Edwards Scott, Graham Danielle L, Bachtell Ryan K, Self David W
Department of Psychiatry and the Neuroscience Graduate Program, The Seay Center for Basic and Applied Research in Psychiatric Illness, UT Southwestern Medical Center, Dallas, Texas 75390-9070, USA.
Eur J Neurosci. 2007 Apr;25(7):2201-13. doi: 10.1111/j.1460-9568.2007.05473.x.

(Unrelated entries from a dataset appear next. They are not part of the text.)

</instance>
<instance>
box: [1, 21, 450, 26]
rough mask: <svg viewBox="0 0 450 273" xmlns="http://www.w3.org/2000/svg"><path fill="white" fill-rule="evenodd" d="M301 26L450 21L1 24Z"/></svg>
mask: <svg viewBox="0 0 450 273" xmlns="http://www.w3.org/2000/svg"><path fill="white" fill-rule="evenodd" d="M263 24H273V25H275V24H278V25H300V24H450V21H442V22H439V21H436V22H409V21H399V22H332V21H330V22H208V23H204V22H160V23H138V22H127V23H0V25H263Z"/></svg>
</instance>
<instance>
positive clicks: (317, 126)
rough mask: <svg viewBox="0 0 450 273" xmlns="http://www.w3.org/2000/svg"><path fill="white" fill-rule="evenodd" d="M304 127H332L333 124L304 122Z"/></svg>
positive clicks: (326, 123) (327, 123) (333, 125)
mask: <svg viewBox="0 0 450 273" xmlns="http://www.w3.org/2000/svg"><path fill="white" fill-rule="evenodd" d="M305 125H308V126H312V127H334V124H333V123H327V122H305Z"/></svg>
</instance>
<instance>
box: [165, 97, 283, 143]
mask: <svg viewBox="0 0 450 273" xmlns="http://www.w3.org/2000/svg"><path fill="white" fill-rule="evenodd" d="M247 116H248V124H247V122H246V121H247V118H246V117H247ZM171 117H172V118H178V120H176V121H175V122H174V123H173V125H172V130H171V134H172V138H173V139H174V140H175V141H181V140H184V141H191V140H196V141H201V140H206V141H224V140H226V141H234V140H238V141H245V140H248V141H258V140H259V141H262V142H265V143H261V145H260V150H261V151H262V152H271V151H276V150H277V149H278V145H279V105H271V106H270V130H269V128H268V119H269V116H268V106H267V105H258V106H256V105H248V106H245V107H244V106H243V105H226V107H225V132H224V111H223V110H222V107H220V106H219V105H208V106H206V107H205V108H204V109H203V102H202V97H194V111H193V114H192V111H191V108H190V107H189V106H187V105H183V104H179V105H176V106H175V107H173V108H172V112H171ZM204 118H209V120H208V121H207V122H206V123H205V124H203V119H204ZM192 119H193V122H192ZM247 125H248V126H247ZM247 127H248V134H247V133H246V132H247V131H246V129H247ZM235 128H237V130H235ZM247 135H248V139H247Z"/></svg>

Chronic cocaine self-administration can produce either tolerance or sensitization to certain cocaine-regulated behaviours, but whether differential alterations develop in the biochemical response to cocaine is less clear. We measured cocaine-induced phosphorylation of multiple cAMP-dependent and -independent protein substrates in mesolimbic dopamine terminal regions following chronic self-administration. Changes in self-administering rats were compared to changes produced by passive yoked injection to identify reinforcement-related regulation, whereas acute and chronic yoked groups were compared to identify the development tolerance or sensitization in the biochemical response to cocaine. Microwave-fixed brain tissue was collected immediately following 4 h of intravenous cocaine administration, and subjected to Western blot analysis of phosphorylated and total protein substrates. Chronic cocaine produced region- and substrate-specific tolerance to cAMP-dependent protein phosphorylation, including GluR1(S845) phosphorylation in striatal and amygdala subregions and NR1(S897) phosphorylation in the CA1 subregion of the hippocampus. Tolerance also developed to cAMP-independent GluR1(S831) phosphorylation in the prefrontal cortex. In contrast, sensitization to presynaptic regulation of synapsin(S9) phosphorylation developed in the hippocampal CA3 subregion while cAMP-dependent tyrosine hydroxylase(S40) phosphorylation decreased in striatal dopamine terminals. Cocaine-induced ERK and CREB(S133) phosphorylation were dissociated in many brain regions and failed to develop either tolerance or sensitization with chronic administration. Positive reinforcement-related correlations between cocaine intake and protein phosphorylation were found only in self-administering animals, while negative dose-related correlations were found primarily with yoked administration. These regional- and substrate-specific adaptations in cocaine-induced protein phosphorylation are discussed in view of their potential impact on the development of cocaine addiction.
长期自我给药可卡因可导致对某些受可卡因调节行为产生耐受或敏感,但对可卡因生化反应是否存在差异变化尚不清楚。我们检测了长期自我给药后中脑边缘多巴胺终端区域中多种环磷酸腺苷(cAMP)依赖性和非依赖性蛋白底物的可卡因诱导磷酸化情况。将自我给药大鼠的变化与被动配对注射产生的变化进行比较,以确定强化相关调节,而将急性和慢性配对组进行比较,以确定对可卡因生化反应中耐受性或敏感性的发展。在静脉注射可卡因4小时后立即收集经微波固定的脑组织,并对磷酸化和总蛋白底物进行蛋白质印迹分析。长期使用可卡因会对cAMP依赖性蛋白磷酸化产生区域和底物特异性耐受,包括纹状体和杏仁核亚区域中GluR1(S845)磷酸化以及海马CA1亚区域中NR1(S897)磷酸化。前额叶皮质中对cAMP非依赖性GluR1(S831)磷酸化也产生了耐受。相比之下,海马CA3亚区域中对突触素(S9)磷酸化的突触前调节出现敏感,而纹状体多巴胺终端中cAMP依赖性酪氨酸羟化酶(S40)磷酸化减少。可卡因诱导的细胞外信号调节激酶(ERK)和环磷腺苷反应元件结合蛋白(CREB,S133)磷酸化在许多脑区中出现解离,并且长期给药后未产生耐受或敏感。仅在自我给药动物中发现可卡因摄入量与蛋白磷酸化之间存在正强化相关关系,而主要在配对给药中发现负剂量相关关系。鉴于它们对可卡因成瘾发展的潜在影响,讨论了可卡因诱导蛋白磷酸化中的这些区域和底物特异性适应性变化。